Research reportCross-modal interactions between human faces and voices involved in person recognition
Introduction
Human social interactions are shaped by our ability to identify individuals, a process to which face and voice recognition contributes both separately and jointly. Much research has been devoted to unimodal face recognition. Neuroimaging studies have shown that human faces are mainly processed by temporo-occipital regions of the brain with a right hemispheric dominance, and in particular in the fusiform gyrus (the so-called Fusiform Face Area – FFA, Sergent et al., 1992, Kanwisher et al., 1997, Rhodes et al., 2004). Studies with brain-damaged patients have revealed a selective impairment of face recognition, called prosopagnosia, associated with lesions of the right fusiform gyrus (De Renzi et al., 1994, Takahashi et al., 1995). Fewer studies have focused on voice recognition. Voice recognition takes place bilaterally in the superior temporal cortex, with a particular recruitment of the anterior part of the right superior temporal sulcus (STS, Belin et al., 2000, Belin et al., 2002, Von Kriegstein et al., 2003). Phonagnosia, the selective impairment of voice recognition, is predominantly associated with lesions of the right hemisphere (Neuner and Schweinberger, 2000), and Van Lancker et al. (1989) showed that an impairment in voice recognition was significantly correlated with right parietal lobe damages.

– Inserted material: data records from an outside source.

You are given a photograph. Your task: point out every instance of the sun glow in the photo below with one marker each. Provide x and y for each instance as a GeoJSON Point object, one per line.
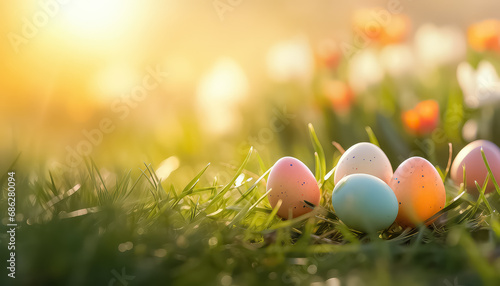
{"type": "Point", "coordinates": [92, 18]}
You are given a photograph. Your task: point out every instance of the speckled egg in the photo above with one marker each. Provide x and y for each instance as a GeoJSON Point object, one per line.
{"type": "Point", "coordinates": [364, 202]}
{"type": "Point", "coordinates": [292, 183]}
{"type": "Point", "coordinates": [364, 158]}
{"type": "Point", "coordinates": [475, 169]}
{"type": "Point", "coordinates": [419, 190]}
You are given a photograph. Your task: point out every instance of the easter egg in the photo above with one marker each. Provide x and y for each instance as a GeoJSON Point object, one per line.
{"type": "Point", "coordinates": [475, 169]}
{"type": "Point", "coordinates": [419, 190]}
{"type": "Point", "coordinates": [364, 158]}
{"type": "Point", "coordinates": [364, 202]}
{"type": "Point", "coordinates": [292, 182]}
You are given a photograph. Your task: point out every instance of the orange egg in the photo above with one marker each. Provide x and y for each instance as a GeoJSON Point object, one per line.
{"type": "Point", "coordinates": [292, 183]}
{"type": "Point", "coordinates": [419, 190]}
{"type": "Point", "coordinates": [475, 169]}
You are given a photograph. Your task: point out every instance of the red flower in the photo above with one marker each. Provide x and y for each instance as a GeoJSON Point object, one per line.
{"type": "Point", "coordinates": [422, 119]}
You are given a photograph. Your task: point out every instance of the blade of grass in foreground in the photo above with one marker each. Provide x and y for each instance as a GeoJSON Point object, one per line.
{"type": "Point", "coordinates": [371, 135]}
{"type": "Point", "coordinates": [482, 190]}
{"type": "Point", "coordinates": [226, 188]}
{"type": "Point", "coordinates": [189, 187]}
{"type": "Point", "coordinates": [244, 212]}
{"type": "Point", "coordinates": [320, 172]}
{"type": "Point", "coordinates": [489, 171]}
{"type": "Point", "coordinates": [253, 186]}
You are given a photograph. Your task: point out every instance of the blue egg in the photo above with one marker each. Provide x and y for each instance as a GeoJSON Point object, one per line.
{"type": "Point", "coordinates": [365, 203]}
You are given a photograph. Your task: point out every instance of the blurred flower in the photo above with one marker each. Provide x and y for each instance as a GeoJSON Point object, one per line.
{"type": "Point", "coordinates": [470, 130]}
{"type": "Point", "coordinates": [480, 87]}
{"type": "Point", "coordinates": [328, 53]}
{"type": "Point", "coordinates": [291, 60]}
{"type": "Point", "coordinates": [485, 35]}
{"type": "Point", "coordinates": [364, 70]}
{"type": "Point", "coordinates": [219, 94]}
{"type": "Point", "coordinates": [339, 94]}
{"type": "Point", "coordinates": [437, 46]}
{"type": "Point", "coordinates": [381, 27]}
{"type": "Point", "coordinates": [422, 119]}
{"type": "Point", "coordinates": [398, 60]}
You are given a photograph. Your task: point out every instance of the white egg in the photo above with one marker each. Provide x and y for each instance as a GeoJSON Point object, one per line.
{"type": "Point", "coordinates": [364, 158]}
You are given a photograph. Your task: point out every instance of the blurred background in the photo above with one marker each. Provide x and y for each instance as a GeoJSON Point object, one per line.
{"type": "Point", "coordinates": [182, 83]}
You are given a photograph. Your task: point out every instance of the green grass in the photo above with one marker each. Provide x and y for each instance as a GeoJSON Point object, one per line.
{"type": "Point", "coordinates": [83, 227]}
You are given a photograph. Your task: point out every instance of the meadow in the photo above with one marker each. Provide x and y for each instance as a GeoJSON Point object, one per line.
{"type": "Point", "coordinates": [154, 172]}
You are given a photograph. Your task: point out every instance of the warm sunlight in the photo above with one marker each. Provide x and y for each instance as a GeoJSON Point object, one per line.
{"type": "Point", "coordinates": [97, 18]}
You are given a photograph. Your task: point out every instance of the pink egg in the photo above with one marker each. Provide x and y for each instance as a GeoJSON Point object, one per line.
{"type": "Point", "coordinates": [419, 190]}
{"type": "Point", "coordinates": [364, 158]}
{"type": "Point", "coordinates": [292, 183]}
{"type": "Point", "coordinates": [475, 169]}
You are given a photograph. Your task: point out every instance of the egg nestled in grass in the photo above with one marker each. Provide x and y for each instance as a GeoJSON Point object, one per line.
{"type": "Point", "coordinates": [364, 202]}
{"type": "Point", "coordinates": [293, 183]}
{"type": "Point", "coordinates": [475, 168]}
{"type": "Point", "coordinates": [419, 190]}
{"type": "Point", "coordinates": [364, 158]}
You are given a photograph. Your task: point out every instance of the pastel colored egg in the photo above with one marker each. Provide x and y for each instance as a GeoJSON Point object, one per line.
{"type": "Point", "coordinates": [364, 202]}
{"type": "Point", "coordinates": [419, 190]}
{"type": "Point", "coordinates": [475, 169]}
{"type": "Point", "coordinates": [292, 183]}
{"type": "Point", "coordinates": [364, 158]}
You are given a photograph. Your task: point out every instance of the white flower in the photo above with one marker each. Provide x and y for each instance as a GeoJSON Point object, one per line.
{"type": "Point", "coordinates": [219, 94]}
{"type": "Point", "coordinates": [398, 60]}
{"type": "Point", "coordinates": [437, 46]}
{"type": "Point", "coordinates": [479, 87]}
{"type": "Point", "coordinates": [365, 70]}
{"type": "Point", "coordinates": [291, 60]}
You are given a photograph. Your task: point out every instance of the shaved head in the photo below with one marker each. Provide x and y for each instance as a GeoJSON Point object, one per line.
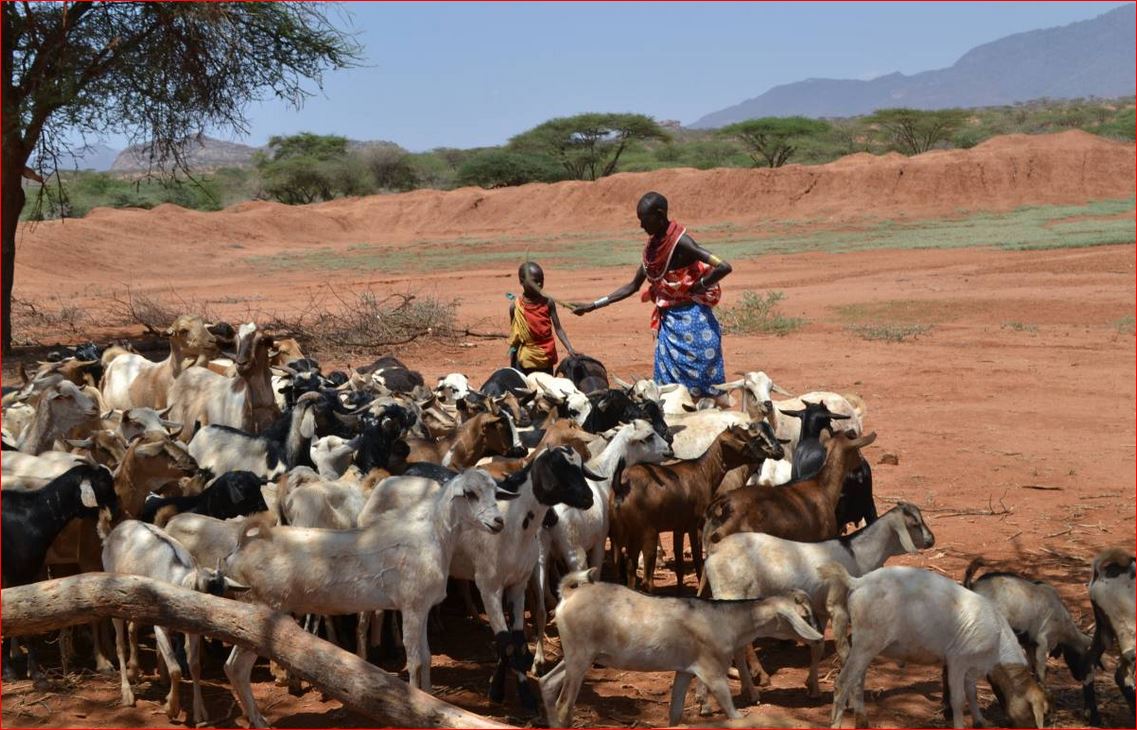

Although neuroanatomically segregated, faces and voices interact, not only at a perceptual level (Calvert et al., 1999, Olson et al., 2002, Sekiyama et al., 2003), but also during person recognition (Burton et al., 1990, Ellis et al., 1997). Such integration skills emerge very early in life (Bahrick et al., 2005), but only few studies investigated cross-modal interactions between faces and voices in person identification. Schweinberger et al. (2007) showed that voice recognition was easier when simultaneously presented with an associated face, whereas it was hampered when presented with a face that did not share the same identity. This demonstrates that listeners cannot ignore a face as soon as it is presented in time synchrony with a voice. This effect was not observed with unfamiliar voices, which suggests that audio–visual integration in person recognition depends on multimodal representation of people, established through experience (for a review, see Campanella and Belin, 2007). However, the brain processes by which voices and faces, which are processed by distinct cerebral regions, are integrated into a unique and coherent representation of a person are still largely unknown.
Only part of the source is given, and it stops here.